I’m fascinated by this game as a potential representation of how people act under such circumstances. Of course, real life is much more complicated, but when you boil it down to its fundamentals, I’d guess that crime and investigation looks very similar–especially without the benefit of cameras. It’s difficult to prove anything when surveillance is nonexistent. Not impossible, but difficult; and I wonder how many times a situation like this played out in criminal investigations before photography became widely used to surveil and document people.

Essentially, limited visuality can have interesting consequences. On the one hand, we have witnesses (“I saw Orange in the hallway walking away from the body!”), but on the other hand, there is rarely any actual visual proof. It’s complicated, because what people say they saw in this case becomes the most important thing, in which case we are still relying on visual evidence to reach a conclusion; however, it is distinctly unreliable, and there is a painfully conspicuous lack of objective data.

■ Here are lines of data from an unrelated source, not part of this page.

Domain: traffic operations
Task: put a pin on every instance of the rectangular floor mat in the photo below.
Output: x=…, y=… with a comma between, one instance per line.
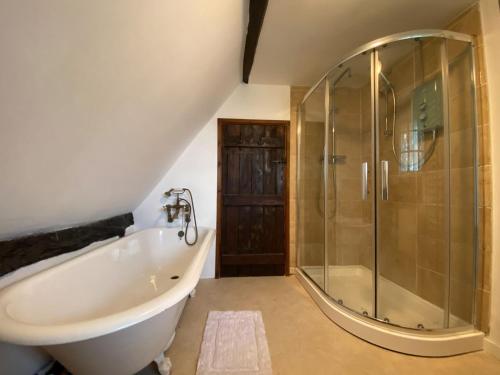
x=234, y=342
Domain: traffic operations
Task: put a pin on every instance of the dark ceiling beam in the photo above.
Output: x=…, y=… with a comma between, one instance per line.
x=257, y=11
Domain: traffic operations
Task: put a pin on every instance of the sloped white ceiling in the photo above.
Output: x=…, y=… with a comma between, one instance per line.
x=301, y=39
x=99, y=97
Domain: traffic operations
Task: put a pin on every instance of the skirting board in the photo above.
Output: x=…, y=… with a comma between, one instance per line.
x=427, y=345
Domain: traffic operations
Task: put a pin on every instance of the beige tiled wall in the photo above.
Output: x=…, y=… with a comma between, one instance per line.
x=412, y=231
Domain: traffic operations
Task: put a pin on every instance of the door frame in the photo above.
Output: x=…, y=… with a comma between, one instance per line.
x=221, y=122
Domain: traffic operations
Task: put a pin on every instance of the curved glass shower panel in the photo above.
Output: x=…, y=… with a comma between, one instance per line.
x=311, y=186
x=349, y=223
x=387, y=182
x=413, y=175
x=463, y=169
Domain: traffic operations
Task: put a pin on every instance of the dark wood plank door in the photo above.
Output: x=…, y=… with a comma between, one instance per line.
x=252, y=222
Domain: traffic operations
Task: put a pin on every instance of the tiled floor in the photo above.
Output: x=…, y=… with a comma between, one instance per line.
x=302, y=340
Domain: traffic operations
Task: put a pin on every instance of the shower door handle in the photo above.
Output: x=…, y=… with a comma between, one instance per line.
x=384, y=170
x=364, y=180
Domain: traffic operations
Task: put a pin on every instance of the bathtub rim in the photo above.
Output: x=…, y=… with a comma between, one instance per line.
x=15, y=332
x=425, y=344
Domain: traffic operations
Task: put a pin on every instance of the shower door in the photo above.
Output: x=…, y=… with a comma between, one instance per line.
x=425, y=169
x=349, y=221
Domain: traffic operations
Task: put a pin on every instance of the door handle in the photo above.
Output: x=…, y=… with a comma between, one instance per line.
x=364, y=180
x=384, y=170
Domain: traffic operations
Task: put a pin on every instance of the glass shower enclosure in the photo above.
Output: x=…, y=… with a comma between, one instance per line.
x=387, y=182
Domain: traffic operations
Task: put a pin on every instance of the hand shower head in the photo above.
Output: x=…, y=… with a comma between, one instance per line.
x=174, y=191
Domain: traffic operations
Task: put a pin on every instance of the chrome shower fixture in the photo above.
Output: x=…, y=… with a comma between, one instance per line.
x=182, y=208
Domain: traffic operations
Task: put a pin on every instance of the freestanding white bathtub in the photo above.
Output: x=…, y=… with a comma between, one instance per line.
x=110, y=311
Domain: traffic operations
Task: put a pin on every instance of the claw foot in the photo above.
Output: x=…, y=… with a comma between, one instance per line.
x=164, y=364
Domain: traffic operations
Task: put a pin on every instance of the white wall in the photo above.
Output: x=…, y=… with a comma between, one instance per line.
x=196, y=168
x=99, y=97
x=490, y=14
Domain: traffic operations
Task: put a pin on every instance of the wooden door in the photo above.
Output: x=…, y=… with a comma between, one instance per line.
x=252, y=222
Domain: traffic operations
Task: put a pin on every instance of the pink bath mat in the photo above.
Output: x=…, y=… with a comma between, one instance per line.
x=234, y=342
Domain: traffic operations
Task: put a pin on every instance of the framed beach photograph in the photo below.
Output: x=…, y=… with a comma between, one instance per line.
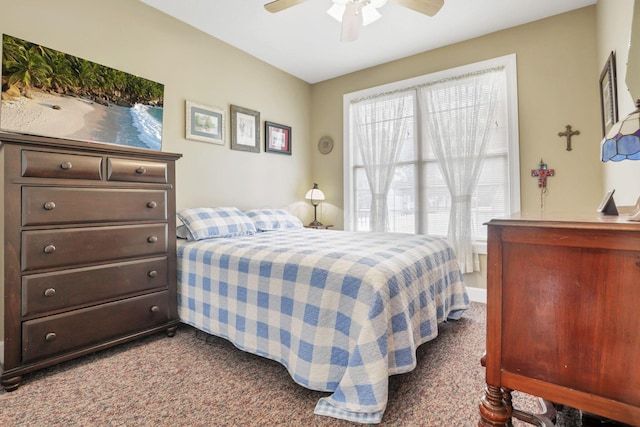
x=277, y=138
x=245, y=129
x=58, y=95
x=608, y=94
x=204, y=123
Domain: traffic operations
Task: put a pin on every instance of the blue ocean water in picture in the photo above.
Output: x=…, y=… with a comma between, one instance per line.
x=138, y=126
x=148, y=122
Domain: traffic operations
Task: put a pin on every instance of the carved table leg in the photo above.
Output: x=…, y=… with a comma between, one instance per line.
x=11, y=384
x=493, y=411
x=545, y=419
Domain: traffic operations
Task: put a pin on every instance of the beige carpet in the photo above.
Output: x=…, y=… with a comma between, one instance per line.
x=206, y=381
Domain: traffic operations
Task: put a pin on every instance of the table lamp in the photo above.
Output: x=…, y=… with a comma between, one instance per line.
x=315, y=195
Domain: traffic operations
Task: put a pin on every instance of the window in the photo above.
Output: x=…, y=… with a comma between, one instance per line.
x=392, y=165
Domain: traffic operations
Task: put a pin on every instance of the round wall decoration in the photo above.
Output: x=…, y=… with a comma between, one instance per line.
x=325, y=145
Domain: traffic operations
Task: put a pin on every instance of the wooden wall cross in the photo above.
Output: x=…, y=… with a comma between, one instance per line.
x=542, y=173
x=569, y=133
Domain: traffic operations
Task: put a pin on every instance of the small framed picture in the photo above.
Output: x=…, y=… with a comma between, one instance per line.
x=204, y=123
x=245, y=129
x=609, y=94
x=277, y=138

It’s a complicated situation, and while it can’t exactly reflect any real-life event, I think this dual nature of visuality–both important and unreliable–is exemplified by Among Us, but applicable to reality as well. It calls into question what we trust, and what we choose to believe, especially when technology has failed or is absent from the scenario.

Of course, it also calls into question whether any of this matters, since lots of people are going to die either way.


  1. Hi Jasmyn,

    This is a super cool post, and I wanted to say that I love the parallels you draw, especially the line on how the game of Among Us allows us to “question what we trust, and what we choose to believe, especially when technology has failed or is absent from the scenario.” While not too familiar with the game, I think what you say is really important in the discussion on where technology stands as becoming irrefutable evidence, and how we function in its absence. It’s interesting to look at how integral it has become in things like criminal investigations, where its absence seems absurd and unsettling!

  2. Jasmyn, I think your blog post hits the nail on the head in terms of visuality and reliability. I wonder how much we can truly rely on cameras or videographic surveillance to prevent/document/prosecute crime.